Security and Compliance
Effective March 31, 2026
This document outlines our commitment to safeguarding the security and privacy of the data you entrust to us. Here, you will find detailed information about how we host and manage our services, our compliance with international security standards, our data protection practices, and the measures we take to ensure the integrity and availability of our systems.
Hosting
Our application components are hosted across multiple services:
- Cloudflare: Serves static assets and client-side code via Cloudflare Workers. Also provides DNS, DDoS protection, and load balancing across our server fleet.
- Firebase: Manages user authentication and backend functionalities.
- Hetzner: Provides dedicated server infrastructure across multiple global locations.
- MongoDB Atlas: Stores application data on clusters, hosted on Google Cloud Platform.
Server Locations
Our backend servers are distributed across four locations on three continents, with traffic routed through Cloudflare’s global load balancer for low-latency connections:
- Falkenstein, Germany (EU)
- Helsinki, Finland (EU)
- Ashburn, Virginia, USA (US)
- Singapore (APAC)
Authentication
Users can access our Services using either Email/Password authentication or Google OAuth 2.0. Currently, we do not support Two-Factor Authentication.
Session Management
Session tokens are automatically renewed unless explicitly revoked by the user. We implement an invalid password lockout policy to enhance security.
Compliance Certifications
Our servers and infrastructure providers are compliant with major security standards:
- Cloudflare: SOC 2 Type 2 and ISO 27001 certified. More Info
- Hetzner: ISO 27001 certified. More Info
- Firebase: ISO 27001, SOC 1, SOC 2, and SOC 3 compliant. More Info
- MongoDB Atlas: SOC 2 Type 2 and ISO 27001 certified. More Info
Data Storage
Data related to rooms (titles, customization, timers, messages, logs) is stored on MongoDB Atlas clusters located in South Carolina (us-east1), with backups retained for three months. Images (custom logos, backgrounds, etc.) are stored in a Google Cloud Platform storage bucket under an “EU (multiple regions in European Union)” policy.
Retention Policy
- Active data: Retained for as long as the associated account or room exists.
- Data you delete: Content you delete (rooms, timers, messages, etc.) is soft-deleted and recoverable for 30 days, after which it is permanently removed from our databases.
- Deleted or removed accounts: When an account is deleted, all data connected to it (and the content within it) is removed from our databases within 30 days. Any remaining copies are cleared from our backups within three months.
- Backups: Snapshots are taken hourly, weekly, and monthly, and are deleted after three months (see Backup and Recovery for the full schedule).
- Third-party providers: Providers we rely on (e.g. for backups) may retain data slightly longer for a reasonable period.
Security Practices
- Desktop App: Available for Mac and Windows, it operates solely on the local file system without cloud interaction. It periodically checks for updates via HTTP requests, but blocking these requests does not affect app functionality.
Backup and Recovery
Our data recovery strategy includes:
- Hourly Snapshots: Taken every 6 hours with a retention period of 7 days.
- Weekly Snapshots: Taken every Saturday with a retention period of 4 weeks.

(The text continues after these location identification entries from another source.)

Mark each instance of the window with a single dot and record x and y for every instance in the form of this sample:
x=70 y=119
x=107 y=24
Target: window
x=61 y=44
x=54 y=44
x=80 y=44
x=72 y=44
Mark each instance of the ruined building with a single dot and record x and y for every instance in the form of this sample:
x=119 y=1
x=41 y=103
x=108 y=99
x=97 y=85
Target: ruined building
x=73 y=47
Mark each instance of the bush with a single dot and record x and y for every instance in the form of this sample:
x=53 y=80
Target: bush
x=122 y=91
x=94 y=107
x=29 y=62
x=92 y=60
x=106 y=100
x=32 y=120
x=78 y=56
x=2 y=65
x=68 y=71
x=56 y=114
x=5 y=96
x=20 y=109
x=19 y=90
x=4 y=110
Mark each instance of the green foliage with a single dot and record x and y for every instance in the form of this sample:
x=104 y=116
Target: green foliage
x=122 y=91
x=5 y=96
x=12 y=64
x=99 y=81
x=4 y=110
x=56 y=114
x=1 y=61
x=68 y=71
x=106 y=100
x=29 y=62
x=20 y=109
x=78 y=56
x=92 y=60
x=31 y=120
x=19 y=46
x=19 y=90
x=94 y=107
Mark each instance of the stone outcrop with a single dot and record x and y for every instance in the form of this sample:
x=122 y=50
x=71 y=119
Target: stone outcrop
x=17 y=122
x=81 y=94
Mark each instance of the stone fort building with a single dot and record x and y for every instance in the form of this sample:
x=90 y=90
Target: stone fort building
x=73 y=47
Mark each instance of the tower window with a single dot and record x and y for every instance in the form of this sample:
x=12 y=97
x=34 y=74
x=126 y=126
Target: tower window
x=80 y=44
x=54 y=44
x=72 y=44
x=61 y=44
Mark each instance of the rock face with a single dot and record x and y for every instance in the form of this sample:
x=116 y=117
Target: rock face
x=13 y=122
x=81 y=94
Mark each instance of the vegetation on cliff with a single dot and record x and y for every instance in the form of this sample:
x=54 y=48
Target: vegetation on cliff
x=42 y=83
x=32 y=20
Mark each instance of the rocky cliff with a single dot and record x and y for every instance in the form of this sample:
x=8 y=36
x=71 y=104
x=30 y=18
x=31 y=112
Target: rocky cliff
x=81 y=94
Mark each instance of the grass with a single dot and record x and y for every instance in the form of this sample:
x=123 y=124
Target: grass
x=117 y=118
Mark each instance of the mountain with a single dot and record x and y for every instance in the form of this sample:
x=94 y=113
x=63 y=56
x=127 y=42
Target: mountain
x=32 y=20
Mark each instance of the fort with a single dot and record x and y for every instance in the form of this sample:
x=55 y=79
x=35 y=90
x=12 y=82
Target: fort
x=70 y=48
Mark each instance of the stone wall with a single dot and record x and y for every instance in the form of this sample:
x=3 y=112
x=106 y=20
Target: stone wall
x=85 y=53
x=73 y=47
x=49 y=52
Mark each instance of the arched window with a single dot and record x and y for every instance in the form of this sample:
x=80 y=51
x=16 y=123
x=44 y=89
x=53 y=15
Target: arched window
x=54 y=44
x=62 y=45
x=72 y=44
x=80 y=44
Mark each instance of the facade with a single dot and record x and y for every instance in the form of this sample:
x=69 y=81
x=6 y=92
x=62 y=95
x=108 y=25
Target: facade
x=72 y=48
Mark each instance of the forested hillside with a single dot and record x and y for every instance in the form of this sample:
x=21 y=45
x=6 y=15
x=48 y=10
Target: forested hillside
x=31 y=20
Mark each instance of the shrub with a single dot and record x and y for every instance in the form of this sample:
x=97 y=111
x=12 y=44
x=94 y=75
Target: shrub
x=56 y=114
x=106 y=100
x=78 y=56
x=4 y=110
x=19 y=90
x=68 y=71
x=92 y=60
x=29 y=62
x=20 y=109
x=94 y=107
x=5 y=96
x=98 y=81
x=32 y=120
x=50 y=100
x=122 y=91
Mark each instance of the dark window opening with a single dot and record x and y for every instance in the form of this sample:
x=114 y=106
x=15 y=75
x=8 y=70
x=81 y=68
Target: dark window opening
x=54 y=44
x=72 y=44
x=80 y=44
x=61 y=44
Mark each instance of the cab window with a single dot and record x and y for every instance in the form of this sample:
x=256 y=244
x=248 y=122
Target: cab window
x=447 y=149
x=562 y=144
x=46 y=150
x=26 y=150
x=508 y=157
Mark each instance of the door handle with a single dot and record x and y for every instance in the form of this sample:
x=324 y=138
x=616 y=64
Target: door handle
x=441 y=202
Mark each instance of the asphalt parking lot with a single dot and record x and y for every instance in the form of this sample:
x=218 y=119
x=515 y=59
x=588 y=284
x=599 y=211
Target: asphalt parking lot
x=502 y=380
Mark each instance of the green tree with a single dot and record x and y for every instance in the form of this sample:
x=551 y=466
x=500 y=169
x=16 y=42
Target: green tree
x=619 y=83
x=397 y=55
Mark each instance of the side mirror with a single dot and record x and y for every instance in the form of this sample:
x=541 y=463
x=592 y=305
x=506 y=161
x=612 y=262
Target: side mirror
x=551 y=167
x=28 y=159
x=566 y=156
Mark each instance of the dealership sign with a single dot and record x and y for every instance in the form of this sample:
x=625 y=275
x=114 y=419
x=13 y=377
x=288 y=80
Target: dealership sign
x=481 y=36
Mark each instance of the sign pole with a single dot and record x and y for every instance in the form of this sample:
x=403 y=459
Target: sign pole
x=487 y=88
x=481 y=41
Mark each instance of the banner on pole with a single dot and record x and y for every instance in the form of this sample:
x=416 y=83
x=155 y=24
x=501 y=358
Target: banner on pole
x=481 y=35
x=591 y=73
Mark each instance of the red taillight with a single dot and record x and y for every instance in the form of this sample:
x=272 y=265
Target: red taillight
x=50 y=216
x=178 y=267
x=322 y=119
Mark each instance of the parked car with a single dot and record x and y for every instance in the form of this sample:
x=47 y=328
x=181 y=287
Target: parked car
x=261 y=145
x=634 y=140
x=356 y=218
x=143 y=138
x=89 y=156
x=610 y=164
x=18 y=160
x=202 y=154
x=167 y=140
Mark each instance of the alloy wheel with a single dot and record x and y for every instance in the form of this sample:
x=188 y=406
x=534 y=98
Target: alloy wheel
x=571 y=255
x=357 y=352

- Monthly Snapshots: Taken on the last day of each month with a retention period of 3 months.
System Integrity and Redundancy
- Testing: We perform automated tests prior to any system update to ensure the integrity of critical functions.
- Redundancy: Critical systems maintain at least triple redundancy to guarantee high availability. Our system’s reliability can be monitored on our status page.
Security Measures
- Data Encryption: All data in transit is encrypted using SSL. However, data stored on our systems is not encrypted at rest but is safeguarded through strong authentication and security protocols.
- Third-Party Access: Access to live user data is strictly limited to authorized staff. Confidentiality agreements are in place with contractors and business associates, and where feasible, they work on test or anonymized data to prevent unauthorized access to sensitive information.
For more details on which third-party services we use that may receive personal information, please refer to our Privacy Policy.